Bose didn’t wait for the starting gun to go off in the race to market low-cost, high-tech over-the-counter hearing aids. Instead, after clearing a little-known FDA fast-track approval process, Bose is set to launch “the first hearing aid…that enables users to fit, program and control the hearing aid on their own, with or without assistance from a health care provider.”
The success of the Bose product ultimately will depend on price, product features, and availability—all still currently unknown. But even the simple presence of a self-fitting direct-to-consumer hearing aid from Bose will be a game-changer for the industry.
Bose has not yet introduced or announced the new product, but a news release from the FDA describes it in some detail:
The Bose Hearing Aid is a user-fitted wireless air conduction hearing aid….Patients can adjust the hearing aid through a mobile application on their phone. This technology enables users to fit the hearing aid settings themselves, in real-time and in real-world environments without the assistance of a health care professional.
Unlike most hearing aids, which are fitted and sold by audiologists or other hearing professionals, the new Bose hearing aids may be sold directly to the consumer without a medical intermediary. Hearing aids normally must be approved by the FDA as Class 1 medical devices.
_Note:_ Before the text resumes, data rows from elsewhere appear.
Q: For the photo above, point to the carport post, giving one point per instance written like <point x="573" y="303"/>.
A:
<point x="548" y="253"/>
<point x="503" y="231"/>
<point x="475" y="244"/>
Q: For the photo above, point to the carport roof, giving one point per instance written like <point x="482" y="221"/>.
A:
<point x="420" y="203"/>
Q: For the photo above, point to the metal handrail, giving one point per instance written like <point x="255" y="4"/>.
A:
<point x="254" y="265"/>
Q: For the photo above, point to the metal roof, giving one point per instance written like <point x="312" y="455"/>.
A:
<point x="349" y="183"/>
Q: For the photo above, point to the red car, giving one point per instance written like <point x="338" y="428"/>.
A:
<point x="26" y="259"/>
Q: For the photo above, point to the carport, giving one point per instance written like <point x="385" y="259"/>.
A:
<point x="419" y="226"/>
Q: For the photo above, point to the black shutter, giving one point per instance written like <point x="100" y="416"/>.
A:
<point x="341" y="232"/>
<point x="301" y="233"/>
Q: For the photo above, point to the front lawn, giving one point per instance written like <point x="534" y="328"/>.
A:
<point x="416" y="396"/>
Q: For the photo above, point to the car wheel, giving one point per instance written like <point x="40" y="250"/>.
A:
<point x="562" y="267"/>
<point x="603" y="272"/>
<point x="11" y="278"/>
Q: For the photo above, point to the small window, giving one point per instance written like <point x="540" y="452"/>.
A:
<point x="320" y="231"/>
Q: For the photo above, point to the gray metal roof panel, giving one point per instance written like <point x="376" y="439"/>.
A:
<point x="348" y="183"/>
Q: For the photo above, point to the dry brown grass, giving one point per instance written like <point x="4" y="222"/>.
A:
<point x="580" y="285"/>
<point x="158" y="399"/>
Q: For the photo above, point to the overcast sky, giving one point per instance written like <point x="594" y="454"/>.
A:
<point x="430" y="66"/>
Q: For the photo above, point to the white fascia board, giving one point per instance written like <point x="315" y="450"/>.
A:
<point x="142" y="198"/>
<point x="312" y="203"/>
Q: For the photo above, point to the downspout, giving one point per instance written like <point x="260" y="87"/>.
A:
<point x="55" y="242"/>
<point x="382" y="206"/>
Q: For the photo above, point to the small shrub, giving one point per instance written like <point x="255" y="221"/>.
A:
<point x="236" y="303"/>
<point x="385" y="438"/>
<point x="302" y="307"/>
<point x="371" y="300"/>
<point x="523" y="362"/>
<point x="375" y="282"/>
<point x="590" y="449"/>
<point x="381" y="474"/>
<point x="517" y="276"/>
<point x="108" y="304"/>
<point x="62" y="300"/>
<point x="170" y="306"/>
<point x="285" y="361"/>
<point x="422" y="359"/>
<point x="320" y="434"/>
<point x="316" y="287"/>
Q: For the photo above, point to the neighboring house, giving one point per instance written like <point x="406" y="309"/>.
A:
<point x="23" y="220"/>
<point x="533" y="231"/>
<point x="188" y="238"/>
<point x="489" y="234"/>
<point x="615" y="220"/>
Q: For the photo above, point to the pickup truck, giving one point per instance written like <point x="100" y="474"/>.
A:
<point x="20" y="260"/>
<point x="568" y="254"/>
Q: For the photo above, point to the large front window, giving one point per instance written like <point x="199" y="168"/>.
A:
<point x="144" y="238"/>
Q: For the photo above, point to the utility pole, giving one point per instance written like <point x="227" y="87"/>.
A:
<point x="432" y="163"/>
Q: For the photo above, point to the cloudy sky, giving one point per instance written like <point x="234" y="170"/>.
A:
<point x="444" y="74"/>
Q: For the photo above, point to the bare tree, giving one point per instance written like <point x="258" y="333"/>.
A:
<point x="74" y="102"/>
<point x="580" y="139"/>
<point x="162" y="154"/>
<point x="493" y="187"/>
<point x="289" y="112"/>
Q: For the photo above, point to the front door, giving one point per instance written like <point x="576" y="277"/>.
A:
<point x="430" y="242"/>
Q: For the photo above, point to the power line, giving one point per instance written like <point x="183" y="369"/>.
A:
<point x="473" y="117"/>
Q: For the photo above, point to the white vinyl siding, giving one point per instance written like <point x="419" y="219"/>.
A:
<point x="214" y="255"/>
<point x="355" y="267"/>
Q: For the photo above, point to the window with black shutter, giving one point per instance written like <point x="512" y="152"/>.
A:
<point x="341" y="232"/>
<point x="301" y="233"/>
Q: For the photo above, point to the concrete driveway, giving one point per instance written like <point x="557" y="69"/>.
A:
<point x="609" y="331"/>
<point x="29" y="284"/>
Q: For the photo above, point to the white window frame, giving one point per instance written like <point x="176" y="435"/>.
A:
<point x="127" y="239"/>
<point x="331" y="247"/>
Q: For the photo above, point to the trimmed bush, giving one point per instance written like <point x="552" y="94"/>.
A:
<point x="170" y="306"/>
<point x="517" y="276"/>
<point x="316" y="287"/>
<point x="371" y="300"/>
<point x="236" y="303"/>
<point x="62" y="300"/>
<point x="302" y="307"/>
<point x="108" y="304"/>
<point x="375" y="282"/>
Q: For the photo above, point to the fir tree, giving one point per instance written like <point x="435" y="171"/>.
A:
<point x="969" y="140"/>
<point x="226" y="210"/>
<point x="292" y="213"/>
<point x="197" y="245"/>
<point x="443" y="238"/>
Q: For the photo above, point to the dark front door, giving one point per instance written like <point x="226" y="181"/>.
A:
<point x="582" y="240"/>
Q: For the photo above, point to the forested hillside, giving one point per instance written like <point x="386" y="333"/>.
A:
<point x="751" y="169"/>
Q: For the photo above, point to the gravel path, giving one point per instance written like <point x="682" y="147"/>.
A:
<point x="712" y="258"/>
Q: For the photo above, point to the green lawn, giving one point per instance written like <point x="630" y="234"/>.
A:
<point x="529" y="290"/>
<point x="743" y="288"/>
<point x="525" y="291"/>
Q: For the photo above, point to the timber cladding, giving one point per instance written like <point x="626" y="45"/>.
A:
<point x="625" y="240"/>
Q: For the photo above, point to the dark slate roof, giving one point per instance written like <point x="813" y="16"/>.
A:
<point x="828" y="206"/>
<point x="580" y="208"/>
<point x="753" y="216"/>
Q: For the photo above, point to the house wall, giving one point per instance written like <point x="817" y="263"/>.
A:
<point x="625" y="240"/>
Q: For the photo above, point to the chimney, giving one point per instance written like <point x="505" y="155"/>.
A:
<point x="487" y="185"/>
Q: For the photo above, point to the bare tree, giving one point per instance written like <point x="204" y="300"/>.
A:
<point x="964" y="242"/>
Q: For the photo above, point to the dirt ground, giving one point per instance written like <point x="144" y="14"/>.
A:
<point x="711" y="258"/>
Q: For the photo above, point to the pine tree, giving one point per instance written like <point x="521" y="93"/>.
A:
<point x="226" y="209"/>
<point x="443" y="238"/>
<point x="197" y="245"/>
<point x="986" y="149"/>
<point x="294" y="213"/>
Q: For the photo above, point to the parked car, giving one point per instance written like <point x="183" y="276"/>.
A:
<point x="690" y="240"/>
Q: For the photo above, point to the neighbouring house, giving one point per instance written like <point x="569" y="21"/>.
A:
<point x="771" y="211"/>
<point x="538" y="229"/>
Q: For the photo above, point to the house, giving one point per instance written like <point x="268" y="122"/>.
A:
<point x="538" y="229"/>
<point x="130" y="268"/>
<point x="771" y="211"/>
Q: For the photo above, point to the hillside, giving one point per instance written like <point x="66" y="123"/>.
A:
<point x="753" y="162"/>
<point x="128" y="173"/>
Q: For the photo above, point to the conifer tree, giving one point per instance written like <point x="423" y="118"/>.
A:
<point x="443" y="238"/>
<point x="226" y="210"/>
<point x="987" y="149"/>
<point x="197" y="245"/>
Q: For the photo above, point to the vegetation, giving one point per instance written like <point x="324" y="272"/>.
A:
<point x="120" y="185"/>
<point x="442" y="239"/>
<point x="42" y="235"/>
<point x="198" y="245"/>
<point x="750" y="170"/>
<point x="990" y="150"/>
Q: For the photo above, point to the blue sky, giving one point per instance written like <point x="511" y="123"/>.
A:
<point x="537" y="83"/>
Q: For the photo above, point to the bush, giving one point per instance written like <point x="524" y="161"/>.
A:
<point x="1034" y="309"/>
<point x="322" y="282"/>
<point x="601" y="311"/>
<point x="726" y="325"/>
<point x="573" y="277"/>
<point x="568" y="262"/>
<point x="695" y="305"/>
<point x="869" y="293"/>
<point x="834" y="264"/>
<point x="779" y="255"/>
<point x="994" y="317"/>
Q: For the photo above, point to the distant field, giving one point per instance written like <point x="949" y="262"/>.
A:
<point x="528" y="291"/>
Among other things, FDA-approved hearing aids can only be sold after a medical professional has examined the patient and recommended hearing aids, or after the patient has signed a waiver to acknowledge the risks in bypassing a medical examination.
Jumping through those hoops has depressed demand from potential buyers and discouraged sellers from marketing low-cost direct-to-consumer hearing aids. That hasn’t stopped several suppliers of lower cost hearing aids from selling directly to consumers who sign medical waivers. For nearly a decade, MD Hearing Aid and iHear Medical have both successfully sold FDA-approved hearing aids direct over the internet at prices far lower than consumers pay audiologists. But until now, global consumer brands such as Apple, Samsung and Bose—which all have active hearing aid R&D programs—have kept their powder dry.
When Congress enacted the OTC Hearing Aid Act in 2017, it set a timetable for establishment of a new class of over-the-counter hearing aids that will no longer require prior physician approval. But it won’t be until the summer of 2020 that the final product specifications and distribution rules are set. In the meantime, manufacturers have been lining up product and distribution plans for what is expected to be an exciting new era of hearing-aid industry competition beginning in 2020 or 2021.
But the FDA’s Bose announcement now has radically changed the equation. The Bose Hearing Aid was reviewed under the FDA’s fast-track De Novo premarket review—“a regulatory pathway for some low- to moderate-risk devices that are novel and for which there is no prior legally marketed device.” That pathway will lead Bose directly to the consumer market as soon as its new hearing aids are ready—sidestepping the longer process of waiting for FDA product approvals under the OTC Hearing Aid Act.
If Bose launches its hearing aids soon—especially with wireless features consumers have come to expect from high-end headphones, and at prices somewhere south of $1,000 for a pair—it will send shockwaves through the hearing aid industry. Why? Because the average cost of hearing aids from one of the six manufacturers who control more than 80 percent of the global hearing aid market currently range anywhere from $2,500 to $6,500 a pair, depending on the features included.
Unlike other consumer tech markets where costs have come down consistently for decades, hearing aids have maintained stubbornly high price points. When big consumer electronics players like Bose (and Apple? and Samsung?) start entering the market, with their advanced R&D capabilities, global distribution, and mass-production economies of scale, it will be a new game entirely.